I got my first good look at the Declaration of Independence at a local McDonald’s. I was nine years old, the US Bicentennial celebration was in full swing, and Colonial America and Revolutionary War themes were popular, well, everywhere.

As I sat in the red plastic booth with my Happy Meal, staring up at the life-sized reproduction on the wall over our table, I saw my name. Well, my last name, anyway.

Someone named Tho. Stone had signed the Declaration of Independence three lines below John Hancock. I wondered if we were related to him, then dismissed the idea.

Learning that Thomas Stone is a distant cousin increased my interest in American history.

Many years later, I learned I am indeed related to Thomas Stone, a signer of the Declaration of Independence. He’s my great-great-great-great grandfather’s first cousin, and that makes him my first cousin seven times removed. Does that make me feel better about myself?

Probably, say psychologists.

A study conducted at Emory University and published in 2010 involved asking children a range of questions such as whether they knew where their parents met and where they grew up and went to school. The authors found that the more children knew about their family history, the higher their self-esteem and the better able they were to deal with the effects of stress.

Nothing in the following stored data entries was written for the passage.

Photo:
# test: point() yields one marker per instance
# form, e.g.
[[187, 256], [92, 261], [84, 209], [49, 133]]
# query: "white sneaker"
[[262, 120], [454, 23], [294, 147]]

Encouraging teenagers to dig into their family history helps strengthen family ties, whether the history is that of a parent or grandparent, or someone much more distant. Knowing more about the events in our family members’ lives helps us understand each other better, and can even bridge those gaps of disconnect between parents and teens.

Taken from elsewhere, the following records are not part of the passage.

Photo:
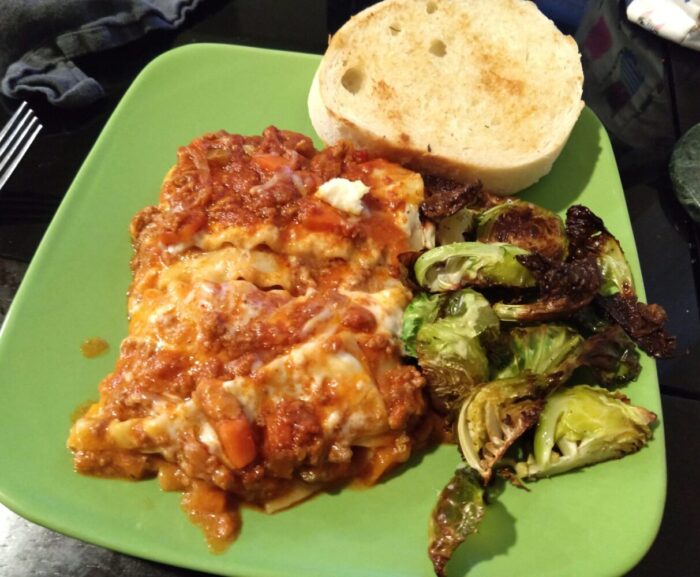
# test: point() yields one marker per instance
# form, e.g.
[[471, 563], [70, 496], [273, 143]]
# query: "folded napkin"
[[39, 39]]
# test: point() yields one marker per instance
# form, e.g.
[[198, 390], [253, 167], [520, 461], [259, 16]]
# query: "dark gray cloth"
[[39, 39]]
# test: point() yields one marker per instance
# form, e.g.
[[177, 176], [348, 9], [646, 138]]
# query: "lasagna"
[[262, 362]]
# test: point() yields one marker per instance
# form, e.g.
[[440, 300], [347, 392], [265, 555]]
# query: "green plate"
[[596, 522]]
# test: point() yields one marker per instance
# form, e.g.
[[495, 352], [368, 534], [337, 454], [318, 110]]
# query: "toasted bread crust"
[[469, 89]]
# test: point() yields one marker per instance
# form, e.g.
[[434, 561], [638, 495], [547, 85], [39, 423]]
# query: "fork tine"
[[6, 128], [15, 131], [18, 141]]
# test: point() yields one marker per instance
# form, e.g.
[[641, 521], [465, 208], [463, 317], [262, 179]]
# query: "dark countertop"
[[667, 240]]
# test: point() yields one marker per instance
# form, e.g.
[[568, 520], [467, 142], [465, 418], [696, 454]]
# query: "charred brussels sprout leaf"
[[612, 357], [565, 287], [644, 323], [450, 267], [457, 514], [526, 225], [583, 425], [454, 228]]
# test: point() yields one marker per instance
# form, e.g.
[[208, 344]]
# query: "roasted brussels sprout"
[[565, 288], [495, 415], [536, 349], [456, 515], [450, 350], [424, 308], [526, 225], [450, 267], [583, 425]]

Family stories informed me that my dad’s ability to build or fix almost anything is something passed down from his ancestors, who built and ran a saw and flour mill. That my sister’s passion for helping people, which led her to medical school, is not unlike that of our great-grandmother, who was a dedicated nurse.

So far, I’ve written two books about my ancestors and one about my husband’s grandfather, and I recently started another project, featuring two of my Revolutionary War patriot ancestors. One of them is a woman. She was brave and smart, and safely delivered secret papers to General Washington himself at Valley Forge. I can’t wait to share her story, because it connects me to every American.